Is Snakemake params function evaluated before input file existence?

Question

Consider this snakefile:

def rdf(fn):
    f = open(fn, "rt")
    t = f.readlines()
    f.close()
    return t

rule a:
    output: "test.txt"
    input: "test.dat"
    params: X=lambda wildcards, input, output, threads, resources: rdf(input[0])
    message: "X is {params.X}"
    shell: "cp {input} {output}"

rule b:
    output: "test.dat"
    shell: "echo 'hello world' >{output}"

When run and neither test.txt nor test.dat exists, it gives this error:

InputFunctionException in line 7 of /Users/tedtoal/Documents/BioinformaticsConsulting/Mars/Cacao/Pipeline/SnakeMake/t2:
FileNotFoundError: [Errno 2] No such file or directory: 'test.dat'

However, if test.dat exists, it runs fine.

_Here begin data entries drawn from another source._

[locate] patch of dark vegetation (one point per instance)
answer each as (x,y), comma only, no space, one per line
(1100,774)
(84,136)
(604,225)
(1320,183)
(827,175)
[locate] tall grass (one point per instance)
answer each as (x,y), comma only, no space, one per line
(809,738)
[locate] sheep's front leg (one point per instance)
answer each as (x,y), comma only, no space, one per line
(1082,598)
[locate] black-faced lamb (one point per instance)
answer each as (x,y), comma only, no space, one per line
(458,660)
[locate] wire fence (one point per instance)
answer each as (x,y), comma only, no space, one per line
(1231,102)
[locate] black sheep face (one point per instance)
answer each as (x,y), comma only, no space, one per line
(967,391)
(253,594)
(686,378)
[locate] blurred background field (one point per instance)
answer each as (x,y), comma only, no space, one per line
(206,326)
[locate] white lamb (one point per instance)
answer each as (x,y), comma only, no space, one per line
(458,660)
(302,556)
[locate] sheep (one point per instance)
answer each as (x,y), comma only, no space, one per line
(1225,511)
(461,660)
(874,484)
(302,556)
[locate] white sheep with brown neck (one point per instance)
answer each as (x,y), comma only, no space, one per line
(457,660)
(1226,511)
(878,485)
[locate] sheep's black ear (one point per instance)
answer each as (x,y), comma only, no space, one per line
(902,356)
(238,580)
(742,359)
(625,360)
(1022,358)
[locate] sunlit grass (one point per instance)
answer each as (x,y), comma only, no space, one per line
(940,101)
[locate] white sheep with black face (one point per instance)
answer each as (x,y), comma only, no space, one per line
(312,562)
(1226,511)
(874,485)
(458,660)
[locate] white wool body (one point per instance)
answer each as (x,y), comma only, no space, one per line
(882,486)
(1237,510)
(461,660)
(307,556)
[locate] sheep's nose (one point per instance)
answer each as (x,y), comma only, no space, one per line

Why?

I would have expected params not be be evaluated until snakemake was ready to run rule 'a'. Instead, it must call the params function rdf() above during DAG phase prior to running rule 'a'. And yet the following works, even when test.dat does not exist initially:

import os

def rdf(fn):
    if not os.path.exists(fn): return ""
    f = open(fn, "rt")
    t = f.readlines()
    f.close()
    return t

rule a:
    output: "test.txt"
    input: "test.dat"
    params: X=lambda wildcards, input, output, threads, resources: rdf(input[0])
    message: "X is {params.X}"
    shell: "cp {input} {output}"

rule b:
    output: "test.dat"
    shell: "echo 'hello world' >{output}"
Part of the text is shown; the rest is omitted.